Pulitzer Prize winner Taylor examines War of 1812

“The Civil War of 1812: American Citizens, British Subjects, Irish Rebels, & Indian Allies” (Alfred A. Knopf, $35), by Alan Taylor: The War of 1812 doesn’t get a lot of attention these days; many Americans know it vaguely as something like an addendum to the Revolutionary War.

Pulitzer Prize-winning historian Alan Taylor gives a fascinating account of the war and shows its importance to the fragile new republic in a book filled with stories about the people who instigated, commanded and fought in the conflict.

Taylor explains the tensions that led to the war, particularly the Royal Navy’s habit of snatching American merchant sailors off ships for service. And he explains the internal partisan currents that hobbled the republic’s war efforts — Federalists were largely against the war, meanwhile Republicans wanted the glory of war but didn’t want to raise taxes to pay for it.

But in “The Civil War of 1812,” Taylor mostly focuses on the campaigns along the then-spongy Canadian border. He notes that the war between the British and the United States was essentially fought between people of the same culture and customs who were recently divided by the Revolution. That’s why Taylor calls it a civil war.

This is a book packed with an army of characters, from ill-equipped soldiers to bumbling politicians in Washington. Taylor is especially adept at conjuring the cold misery that was 19th- century army life.
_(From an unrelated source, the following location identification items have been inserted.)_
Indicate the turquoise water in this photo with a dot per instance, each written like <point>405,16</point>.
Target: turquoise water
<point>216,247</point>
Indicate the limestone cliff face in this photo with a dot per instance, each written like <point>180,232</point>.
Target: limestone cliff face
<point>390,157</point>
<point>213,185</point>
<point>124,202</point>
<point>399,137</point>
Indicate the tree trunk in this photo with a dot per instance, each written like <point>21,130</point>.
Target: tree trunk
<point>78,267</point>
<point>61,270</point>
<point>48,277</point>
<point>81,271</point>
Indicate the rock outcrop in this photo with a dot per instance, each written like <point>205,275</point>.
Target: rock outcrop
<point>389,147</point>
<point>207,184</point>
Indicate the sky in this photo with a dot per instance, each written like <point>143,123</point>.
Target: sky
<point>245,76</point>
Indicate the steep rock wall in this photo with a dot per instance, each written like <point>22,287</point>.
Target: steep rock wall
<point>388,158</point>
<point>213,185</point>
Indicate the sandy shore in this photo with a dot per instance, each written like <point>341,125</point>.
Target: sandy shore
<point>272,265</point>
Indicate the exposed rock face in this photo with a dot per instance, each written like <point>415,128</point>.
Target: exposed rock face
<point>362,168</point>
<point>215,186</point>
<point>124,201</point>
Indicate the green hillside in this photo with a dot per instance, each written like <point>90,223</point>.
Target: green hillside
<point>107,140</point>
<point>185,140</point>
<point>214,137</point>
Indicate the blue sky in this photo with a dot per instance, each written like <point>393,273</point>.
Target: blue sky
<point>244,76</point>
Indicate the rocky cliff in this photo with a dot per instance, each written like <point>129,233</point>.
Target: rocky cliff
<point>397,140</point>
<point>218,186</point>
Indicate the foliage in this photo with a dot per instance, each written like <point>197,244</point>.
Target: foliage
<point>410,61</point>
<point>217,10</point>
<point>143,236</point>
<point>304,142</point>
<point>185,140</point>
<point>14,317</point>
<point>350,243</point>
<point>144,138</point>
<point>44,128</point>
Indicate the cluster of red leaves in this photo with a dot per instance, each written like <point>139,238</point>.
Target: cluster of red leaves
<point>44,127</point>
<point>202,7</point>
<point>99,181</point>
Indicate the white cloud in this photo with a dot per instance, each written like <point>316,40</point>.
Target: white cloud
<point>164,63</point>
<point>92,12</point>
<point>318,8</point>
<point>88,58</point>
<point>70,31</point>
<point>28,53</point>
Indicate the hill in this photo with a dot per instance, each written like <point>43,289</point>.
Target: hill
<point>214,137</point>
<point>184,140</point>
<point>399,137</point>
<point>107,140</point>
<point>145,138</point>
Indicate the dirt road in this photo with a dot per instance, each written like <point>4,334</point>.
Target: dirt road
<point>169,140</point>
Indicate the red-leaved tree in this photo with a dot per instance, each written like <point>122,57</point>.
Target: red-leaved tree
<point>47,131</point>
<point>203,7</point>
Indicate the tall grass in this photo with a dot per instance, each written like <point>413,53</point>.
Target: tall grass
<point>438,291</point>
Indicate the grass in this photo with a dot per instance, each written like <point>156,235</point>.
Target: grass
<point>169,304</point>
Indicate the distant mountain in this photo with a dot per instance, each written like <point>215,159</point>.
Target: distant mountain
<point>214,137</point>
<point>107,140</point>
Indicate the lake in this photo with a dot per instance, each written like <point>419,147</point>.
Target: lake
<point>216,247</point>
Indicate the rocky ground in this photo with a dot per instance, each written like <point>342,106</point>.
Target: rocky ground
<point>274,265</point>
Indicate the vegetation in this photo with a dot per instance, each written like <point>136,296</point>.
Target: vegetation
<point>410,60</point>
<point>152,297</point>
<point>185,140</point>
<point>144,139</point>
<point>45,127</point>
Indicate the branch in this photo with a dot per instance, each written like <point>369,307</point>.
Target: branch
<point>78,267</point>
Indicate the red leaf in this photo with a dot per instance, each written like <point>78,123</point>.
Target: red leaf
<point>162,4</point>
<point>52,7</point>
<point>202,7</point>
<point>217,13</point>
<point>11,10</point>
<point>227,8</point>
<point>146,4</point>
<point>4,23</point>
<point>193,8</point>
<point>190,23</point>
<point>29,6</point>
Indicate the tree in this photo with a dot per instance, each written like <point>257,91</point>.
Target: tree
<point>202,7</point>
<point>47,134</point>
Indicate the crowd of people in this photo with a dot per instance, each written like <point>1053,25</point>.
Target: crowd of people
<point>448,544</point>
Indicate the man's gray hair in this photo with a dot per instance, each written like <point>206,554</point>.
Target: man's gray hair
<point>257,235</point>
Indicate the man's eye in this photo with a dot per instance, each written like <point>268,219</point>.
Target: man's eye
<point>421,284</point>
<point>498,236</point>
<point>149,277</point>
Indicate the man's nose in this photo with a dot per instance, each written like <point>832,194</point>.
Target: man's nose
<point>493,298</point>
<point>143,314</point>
Taylor can be tart, especially when assessing military and political leaders. One general is described as “insecure, fat, slow, and accident prone.” The author notes that President Thomas Jefferson was reluctant to draw militia from Southern states before the war because they were needed there to keep slaves from revolting. Taylor writes that “in Jeffersonian plans, the war would liberate Canada while defending slavery in the American South.”

It almost seems like a miracle that the new nation wasn’t routed by the British. Some Federalist officers appeared to have a greater affinity with the British than their Republican countrymen. Meanwhile, rank-and-file soldiers, weaned on tales of the “savage” Indians allied with the British, were petrified at the thought of actually meeting them in battle. And because the administration tried to wage war on the cheap, the army was poorly trained, clothed and fed.

The British might have won the war just by running out the clock on the financially struggling republic. But because of their own international entanglements, they gave enough concessions in a peace treaty so that the Americans could claim victory.